What is Spinal Fusion?
Spinal fusion is a surgical procedure that permanently joins (fuses) two or more vertebrae together, eliminating motion at that segment. It is performed when the source of pain is an unstable or degenerated spinal segment, and when conservative management has failed to provide adequate relief.

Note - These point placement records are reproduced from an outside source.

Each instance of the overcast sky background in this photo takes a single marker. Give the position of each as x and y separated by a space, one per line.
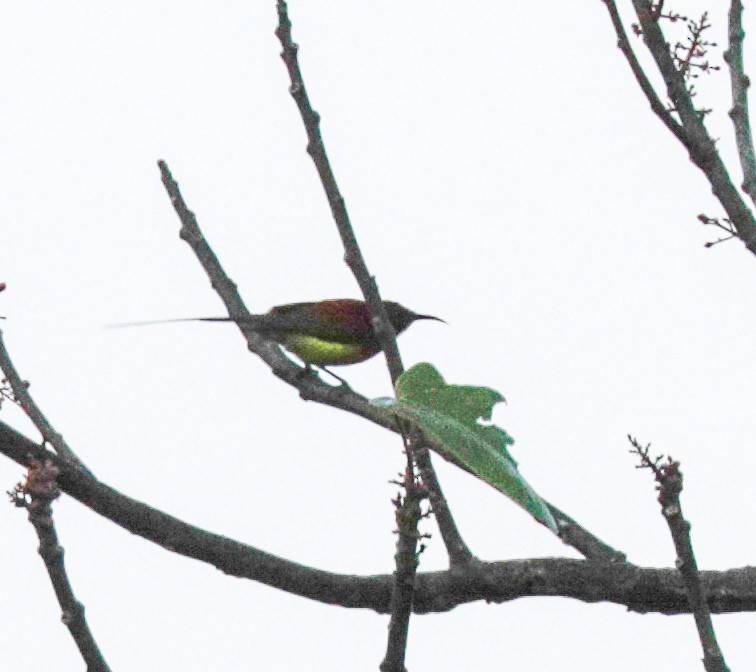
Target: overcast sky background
502 171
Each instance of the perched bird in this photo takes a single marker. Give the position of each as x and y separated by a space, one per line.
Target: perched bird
335 332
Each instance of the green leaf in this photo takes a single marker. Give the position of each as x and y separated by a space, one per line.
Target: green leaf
449 416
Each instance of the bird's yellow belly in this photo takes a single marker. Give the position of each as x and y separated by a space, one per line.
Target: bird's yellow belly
318 352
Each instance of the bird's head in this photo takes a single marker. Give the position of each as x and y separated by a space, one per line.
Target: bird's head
401 317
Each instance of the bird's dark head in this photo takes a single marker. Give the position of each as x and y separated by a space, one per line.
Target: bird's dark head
401 317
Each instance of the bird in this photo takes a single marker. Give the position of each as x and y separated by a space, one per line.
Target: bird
333 332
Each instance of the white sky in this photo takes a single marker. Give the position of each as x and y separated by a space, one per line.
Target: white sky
502 171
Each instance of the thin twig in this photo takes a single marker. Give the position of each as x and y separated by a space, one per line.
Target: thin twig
648 90
670 483
696 139
584 542
27 404
739 112
408 515
384 330
36 495
458 551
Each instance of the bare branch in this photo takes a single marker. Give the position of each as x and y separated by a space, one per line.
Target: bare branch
408 515
316 149
643 590
670 482
696 139
739 112
24 399
625 47
36 495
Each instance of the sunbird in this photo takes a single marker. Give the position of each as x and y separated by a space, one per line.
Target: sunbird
334 332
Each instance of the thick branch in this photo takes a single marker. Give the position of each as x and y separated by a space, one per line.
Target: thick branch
639 589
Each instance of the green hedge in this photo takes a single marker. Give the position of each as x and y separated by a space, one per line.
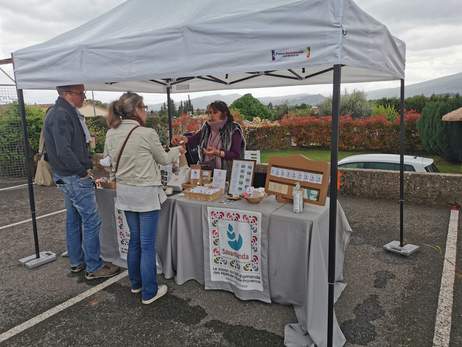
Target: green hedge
11 137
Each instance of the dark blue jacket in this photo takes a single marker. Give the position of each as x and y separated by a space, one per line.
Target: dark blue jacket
66 149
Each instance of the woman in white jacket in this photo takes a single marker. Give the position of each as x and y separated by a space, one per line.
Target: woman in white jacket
139 190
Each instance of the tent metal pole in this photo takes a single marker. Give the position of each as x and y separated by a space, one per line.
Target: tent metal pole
396 246
402 139
170 115
28 160
333 200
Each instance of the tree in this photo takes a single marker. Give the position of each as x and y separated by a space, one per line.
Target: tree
250 107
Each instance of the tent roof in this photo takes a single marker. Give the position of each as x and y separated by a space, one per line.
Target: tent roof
143 45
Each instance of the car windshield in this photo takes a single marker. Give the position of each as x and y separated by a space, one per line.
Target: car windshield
431 168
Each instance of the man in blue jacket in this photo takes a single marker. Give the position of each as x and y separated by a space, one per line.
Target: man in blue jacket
68 156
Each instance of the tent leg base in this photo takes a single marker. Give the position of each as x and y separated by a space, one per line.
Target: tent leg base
31 262
406 250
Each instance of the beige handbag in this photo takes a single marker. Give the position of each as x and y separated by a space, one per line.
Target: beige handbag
43 175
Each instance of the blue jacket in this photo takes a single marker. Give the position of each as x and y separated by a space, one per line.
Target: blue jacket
66 149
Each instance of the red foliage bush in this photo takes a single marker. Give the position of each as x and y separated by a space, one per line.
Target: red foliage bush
373 133
186 123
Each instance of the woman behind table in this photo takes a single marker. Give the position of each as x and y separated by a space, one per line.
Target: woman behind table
139 191
219 141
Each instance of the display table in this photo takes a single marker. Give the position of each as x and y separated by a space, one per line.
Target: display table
294 255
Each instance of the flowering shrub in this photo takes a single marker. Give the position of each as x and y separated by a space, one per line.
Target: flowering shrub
373 133
185 123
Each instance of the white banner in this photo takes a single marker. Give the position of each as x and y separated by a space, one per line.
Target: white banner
123 233
235 247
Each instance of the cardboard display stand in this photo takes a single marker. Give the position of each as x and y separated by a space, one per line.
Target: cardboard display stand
284 173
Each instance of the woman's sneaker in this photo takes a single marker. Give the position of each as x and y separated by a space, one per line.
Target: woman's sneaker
108 270
77 268
161 291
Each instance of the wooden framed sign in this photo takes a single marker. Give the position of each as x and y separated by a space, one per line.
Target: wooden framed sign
285 172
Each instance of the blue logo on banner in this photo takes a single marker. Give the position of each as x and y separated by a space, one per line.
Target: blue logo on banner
232 242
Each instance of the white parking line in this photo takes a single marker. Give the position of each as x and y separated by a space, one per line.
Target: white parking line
443 322
30 219
51 312
13 187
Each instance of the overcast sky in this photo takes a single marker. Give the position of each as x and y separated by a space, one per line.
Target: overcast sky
432 31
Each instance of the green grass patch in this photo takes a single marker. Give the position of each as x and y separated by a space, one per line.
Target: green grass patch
320 154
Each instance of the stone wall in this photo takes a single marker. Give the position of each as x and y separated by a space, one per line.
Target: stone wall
421 188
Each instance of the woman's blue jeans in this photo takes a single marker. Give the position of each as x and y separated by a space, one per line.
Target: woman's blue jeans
141 259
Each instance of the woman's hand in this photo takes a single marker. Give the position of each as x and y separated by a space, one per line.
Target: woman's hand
210 151
179 140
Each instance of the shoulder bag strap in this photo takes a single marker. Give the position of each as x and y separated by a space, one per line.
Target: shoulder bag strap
123 147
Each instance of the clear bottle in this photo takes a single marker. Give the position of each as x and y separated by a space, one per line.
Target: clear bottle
297 195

Modern spinal fusion uses interbody cages (packed with bone graft or bone substitutes) placed in the disc space, combined with pedicle screws and connecting rods for immediate rigid fixation. Over 3–12 months, bone grows through the cage creating a solid fusion. Dr. Chugh performs all fusions using minimally invasive (MIS) techniques whenever appropriate, dramatically reducing recovery time.
Fusion Techniques
Indications for Spinal Fusion
- Spondylolisthesis (vertebral slippage) with instability
- Spinal stenosis combined with instability
- Degenerative disc disease causing intractable back and leg pain
- Recurrent disc herniation at the same level
- Spinal fracture instability
- After decompression when structural instability is created
Recovery
Days 1–3
Walking same day or day 1. Discharged day 3–4 for MIS fusion (day 5–7 for open multi-level).
Weeks 2–6
Walking programme. Lumbar brace. Light activities. Work from home possible at week 4–6.
3 Months
Physiotherapy commenced. Early fusion seen on CT/X-ray. Return to active life.
6–12 Months
Solid fusion confirmed. Full return to activities. Ongoing core maintenance exercises.